Some states are already answering the call. The association's blueprint was created two weeks after California Governor Gavin Newsom proposed an additional $1.5 billion in financial aid be given to Golden State restaurants and other small businesses in need, for example. The proposal comes as California experiences a budget surplus of $76 billion, according to Restaurant Business, and raises the state's total for small business grants to $4 billion.
California's $4 billion allocation would make it the largest small business grant program in the country, Newsom said. It's far from the only such program, however. New York passed its executive budget in March that includes $25 million for its Restaurant Resiliency Program, as well as a $35 million Restaurant Return to Work credit. Oregon will use the $28 million in surplus from its commercial rent relief program to go toward small business grants.
Grant programs have been a mainstay throughout the pandemic, offered by both government entities and restaurant-adjacent companies to help keep operators afloat. Chicago, for example, offered a grant program in November for independent restaurants forced to close their dine-in operations early in the pandemic, while the state of Illinois provided $220 million in business interruption grants. Montgomery County, Maryland, is considering allocating about $3.83 million in grants to go toward restaurants, food trucks, catering business, wineries and breweries.
Grubhub teamed up with the Restaurant Strong Fund in May to offer $2 million in grants to eligible independent restaurants in select cities. The two entities also partnered last year for a $2 million Restaurant Winterization Grant program. DoorDash launched a number of support initiatives for restaurants over the past year, and funds a grant program for the nonprofit organization RE:Her, which awards funds to female restaurateurs and chefs. Heather Sperling, a recipient of that grant, told the Los Angeles Times called the federal RRF "incredibly oversubscribed."

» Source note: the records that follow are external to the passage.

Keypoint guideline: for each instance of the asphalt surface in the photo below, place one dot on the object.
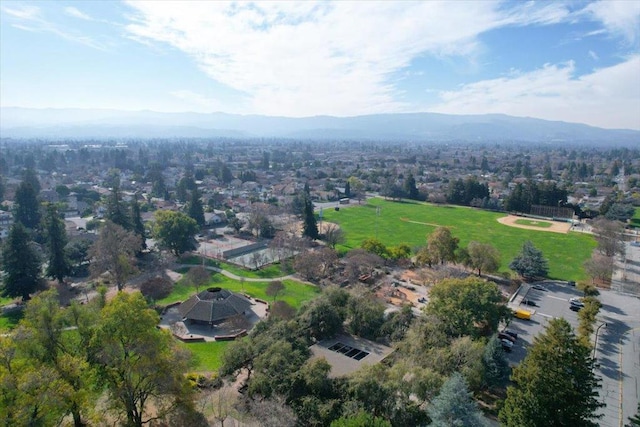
(618, 342)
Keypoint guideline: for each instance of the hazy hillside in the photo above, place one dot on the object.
(75, 123)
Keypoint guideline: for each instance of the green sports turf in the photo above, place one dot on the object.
(206, 356)
(533, 223)
(411, 222)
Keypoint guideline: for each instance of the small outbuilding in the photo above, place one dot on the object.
(213, 306)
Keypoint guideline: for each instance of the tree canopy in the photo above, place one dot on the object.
(175, 231)
(467, 306)
(530, 263)
(555, 384)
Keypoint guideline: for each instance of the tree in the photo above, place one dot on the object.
(138, 363)
(197, 276)
(59, 265)
(608, 234)
(496, 366)
(117, 208)
(599, 267)
(529, 263)
(175, 231)
(454, 406)
(114, 252)
(274, 288)
(361, 419)
(466, 305)
(483, 257)
(27, 207)
(555, 384)
(43, 338)
(195, 209)
(310, 225)
(442, 246)
(21, 264)
(136, 222)
(333, 235)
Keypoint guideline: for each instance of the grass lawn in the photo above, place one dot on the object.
(9, 320)
(268, 272)
(533, 223)
(294, 293)
(412, 222)
(207, 356)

"I am personally waiting with bated breath to see if we end up getting our [federal] grant, but really have no expectations for it. With these smaller, local grants, frankly, every dollar helps," Sperling told the publication.
Though restaurant capacity limits are back to normal in many markets, and 50% of the adult U.S. population is now fully vaccinated, several experts have cautioned that restaurants likely won't see a full recovery until 2022. Technomic predicted in November that this could take even longer for some operators, estimating full-service recovery won't come until 2025.